A Day to Outlive

It cannot be long until the last man who has first-hand recollection of the Normandy invasion on D-Day will be gone. Nevertheless, as Abraham Lincoln said about the soldiers who fought at the battle at Gettysburg, the world can never forget what they did here this day, three score and ten years ago.

General (later President) Dwight D. Eisenhower said in his address to the American, British, and Canadian service members who were about to land on the beaches:

You are about to embark upon the Great Crusade, toward which we have striven these many months. The eyes of the world are upon you.


This invasion was indeed a great crusade. The Nazi war machine had been battered in the East by the Russian ground forces, and by the British and American bombers over the their homeland, but was still formidable. Moreover, the defenses along the entire Atlantic coast had been hardened by the German army and engineers over the four year occupation of France and the low countries. As Ike went on to say:

Your task will not be an easy one. Your enemy is well trained, well equipped and battle-hardened. He will fight savagely.

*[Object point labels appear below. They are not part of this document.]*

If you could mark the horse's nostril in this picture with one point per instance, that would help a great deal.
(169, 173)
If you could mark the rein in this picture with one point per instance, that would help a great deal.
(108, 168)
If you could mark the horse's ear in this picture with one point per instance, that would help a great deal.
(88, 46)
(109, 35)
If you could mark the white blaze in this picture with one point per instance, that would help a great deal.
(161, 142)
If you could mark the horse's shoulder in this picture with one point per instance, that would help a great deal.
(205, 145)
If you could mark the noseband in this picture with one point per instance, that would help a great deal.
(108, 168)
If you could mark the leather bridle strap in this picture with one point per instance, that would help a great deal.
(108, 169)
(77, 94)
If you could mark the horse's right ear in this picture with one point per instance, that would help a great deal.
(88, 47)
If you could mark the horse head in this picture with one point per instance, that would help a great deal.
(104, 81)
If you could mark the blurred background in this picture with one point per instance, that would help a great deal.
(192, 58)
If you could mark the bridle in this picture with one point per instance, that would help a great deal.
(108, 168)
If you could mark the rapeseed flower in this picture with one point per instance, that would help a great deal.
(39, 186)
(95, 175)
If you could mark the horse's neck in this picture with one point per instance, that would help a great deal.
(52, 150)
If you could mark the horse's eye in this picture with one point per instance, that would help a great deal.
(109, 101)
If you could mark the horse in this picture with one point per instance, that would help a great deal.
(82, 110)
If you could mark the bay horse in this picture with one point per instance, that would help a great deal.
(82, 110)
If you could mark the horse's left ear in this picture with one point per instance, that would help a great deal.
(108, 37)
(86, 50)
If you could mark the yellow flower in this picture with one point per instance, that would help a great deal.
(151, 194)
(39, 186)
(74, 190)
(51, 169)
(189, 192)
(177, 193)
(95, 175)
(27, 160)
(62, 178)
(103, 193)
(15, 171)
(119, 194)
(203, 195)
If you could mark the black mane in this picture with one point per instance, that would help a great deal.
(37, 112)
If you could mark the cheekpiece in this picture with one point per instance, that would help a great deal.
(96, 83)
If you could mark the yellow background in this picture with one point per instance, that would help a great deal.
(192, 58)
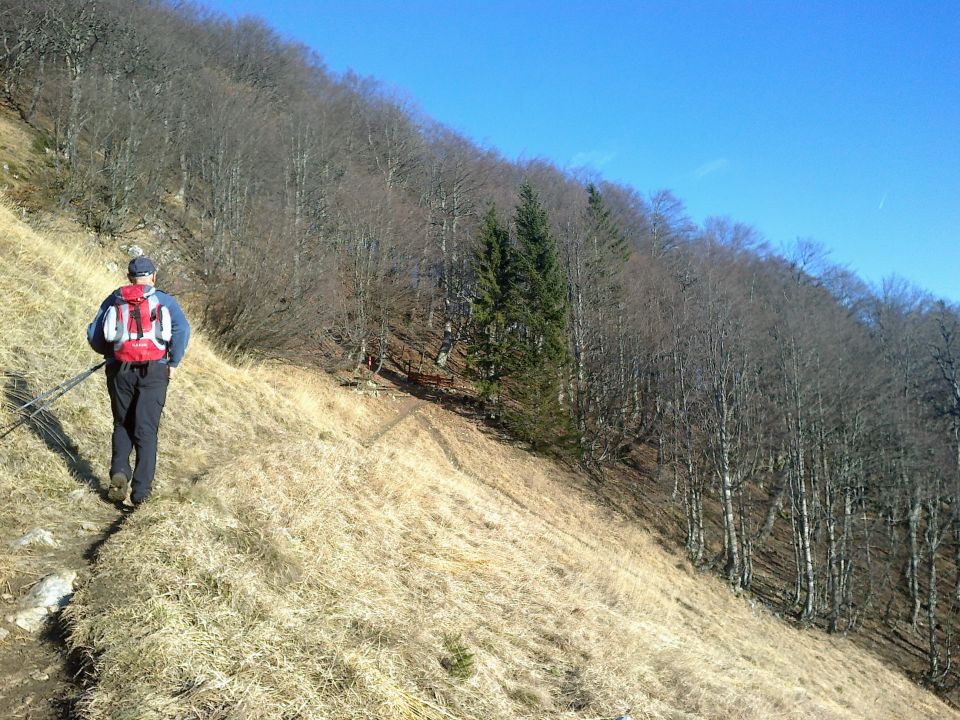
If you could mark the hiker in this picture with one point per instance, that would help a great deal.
(143, 333)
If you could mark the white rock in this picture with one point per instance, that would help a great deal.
(31, 619)
(53, 591)
(37, 536)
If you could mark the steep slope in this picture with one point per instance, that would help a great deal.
(297, 563)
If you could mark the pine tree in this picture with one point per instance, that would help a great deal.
(493, 319)
(539, 413)
(541, 290)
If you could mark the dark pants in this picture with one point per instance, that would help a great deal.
(137, 395)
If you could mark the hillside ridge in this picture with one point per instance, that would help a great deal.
(285, 569)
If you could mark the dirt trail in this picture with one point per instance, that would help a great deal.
(37, 680)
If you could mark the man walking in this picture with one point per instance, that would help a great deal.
(143, 333)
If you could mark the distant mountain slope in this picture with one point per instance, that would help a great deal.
(293, 564)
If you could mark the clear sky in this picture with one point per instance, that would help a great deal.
(835, 121)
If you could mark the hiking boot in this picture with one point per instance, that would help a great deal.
(119, 487)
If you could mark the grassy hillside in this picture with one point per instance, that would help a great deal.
(295, 563)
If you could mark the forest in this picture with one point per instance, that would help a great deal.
(794, 410)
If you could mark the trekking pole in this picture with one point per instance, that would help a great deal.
(51, 396)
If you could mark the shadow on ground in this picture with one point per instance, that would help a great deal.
(50, 430)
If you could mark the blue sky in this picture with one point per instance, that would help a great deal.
(838, 122)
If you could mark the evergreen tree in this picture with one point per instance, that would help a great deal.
(493, 320)
(539, 413)
(541, 290)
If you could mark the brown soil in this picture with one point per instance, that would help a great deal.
(37, 679)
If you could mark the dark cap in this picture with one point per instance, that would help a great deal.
(141, 267)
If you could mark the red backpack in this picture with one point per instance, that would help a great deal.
(137, 325)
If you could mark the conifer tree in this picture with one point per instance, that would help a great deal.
(539, 413)
(494, 321)
(541, 289)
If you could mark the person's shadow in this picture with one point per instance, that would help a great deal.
(48, 428)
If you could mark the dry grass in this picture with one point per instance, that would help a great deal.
(286, 570)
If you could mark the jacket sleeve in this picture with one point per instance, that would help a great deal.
(179, 330)
(95, 332)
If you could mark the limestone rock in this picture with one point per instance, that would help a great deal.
(37, 536)
(31, 619)
(54, 591)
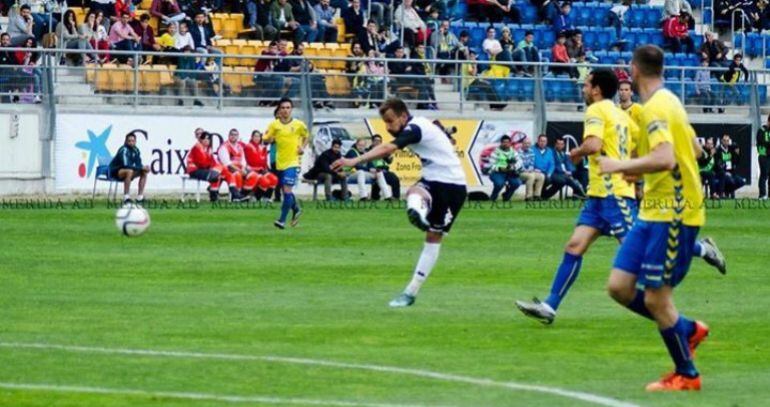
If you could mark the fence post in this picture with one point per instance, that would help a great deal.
(136, 78)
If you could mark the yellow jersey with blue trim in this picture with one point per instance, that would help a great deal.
(615, 128)
(288, 138)
(675, 195)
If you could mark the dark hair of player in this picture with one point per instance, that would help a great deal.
(396, 105)
(649, 60)
(606, 80)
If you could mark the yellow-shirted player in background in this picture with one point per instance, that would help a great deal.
(611, 206)
(289, 137)
(657, 252)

They were about to discover that he got that right.

Anyone who saw the movie Saving Private Ryan has an inkling of what the invaders went through, but only that. I have heard veterans who were actually there say that the film only scratched the surface of the hardship, horror, and savagery of what came to be known as the Longest Day.

The Normandy landings were on beaches between the port of Le Havre at the mouth of the Seine and the Cherbourg peninsula. Five beach locations were designated by codes names. The British and Canadians landed to the east at Gold, Juno, and Sword; the U. S. 7th Corps at Utah at the foot of the peninsula and the U.S. 5th Corps at Omaha, northwest of the town of Bayeux.

Omaha Beach was the most hotly contested of the beaches and the one with the most American casualties. A visit there reveals the wide open beaches, the sheer cliffs, and the remainder of bunkers where German artillery and machineguns held sway. The tidelands were littered with obstructions designed to channel landing craft into killing zones. For many an American, the first sight of the beaches and the cliffs was his last. Often, those in the front were cut down by enemy fire as soon as the landing craft’s gate was opened. Many craft had to discharge their human cargo into the sea, where they had to get to land by their own power and ingenuity. The weight of arms, ammunition, and other supplies drowned soldiers caught by the tide’s undertow. In spite of the withering fire and the obstructions, even Omaha Beach was taken by day’s end. The Americans didn’t get much farther, though, and the casualties were huge.

Today, with our 24/7 near instant news cycle, and television coverage fed directly from the battlefield into our living rooms, the assault on Omaha Beach might have be reported as a botched operation, a disaster, or fiasco. There might have been political pressure to cut our losses and withdraw. We sacrificed too many men for too little ground. In those days, however, there were no satellites feeding instant images, and no television sets to receive them. There was no Internet, no e-mail, no instant messaging. Newspapers printed extra editions for breaking news, but the cold words in print did not convey the same impression. To actually see the action, one had to wait a week before film was developed and flown over the Atlantic to be shown on Movietone News at the local theater. By then the troops had established a permanent beachhead in France, and no basis for the pundits to carp.

For every victor there is a vanquished. There was no doubt then, or today, that the German Army was fighting for evil masters and a bad cause. Soldiers, most of whom in World War II were not fighting because they wanted to, can nevertheless fight honorably for an ignoble cause (or dishonorably for a good cause, for that matter). Soldiers know this, and once the fighting is over, they are often more inclined than the civilians far from the horrors to let bygones be bygones.

A poignant story related in a British history magazine relates the ordeal of two soldiers, an American and a German defender who shot him at Omaha Beach. Both survived the war. Heinrich Severloh manned a machinegun in a bunker in the cliff. He estimated that he fired over 12,000 rounds before he ran out of ammunition for it, and then picked up his carbine to continue shooting at the attacking Americans. Three of Severloh’s rounds hit David Silva, as he and other GIs were scrambling for cover on the beach. The German was later captured and held in a POW camp in Scotland until some time after the end of the war. He was repatriated in 1946 and took up farming to help feed the defeated and devastated country. After reading Cornelius Ryan’s book The Longest Day, published in 1959, Severloh learned that he was the one shot Silva. In 1963, the two former adversaries met each other in Germany. Silva, by that time had taken Holy Orders as a Catholic priest. The two formed a friendship, as former soldiers who fought honorably for opposing sides are often known to do, and corresponded for many years. Their bond was as much as that of the bands of brothers who fought on each side, both victims of the circumstances that attend the fog and maelstrom of war.

But the story of Severloh and Silva’s later relationship is only an aside. The honor today goes to David Silva and his fellow servicemen who stormed the beaches on the fateful day. They we salute.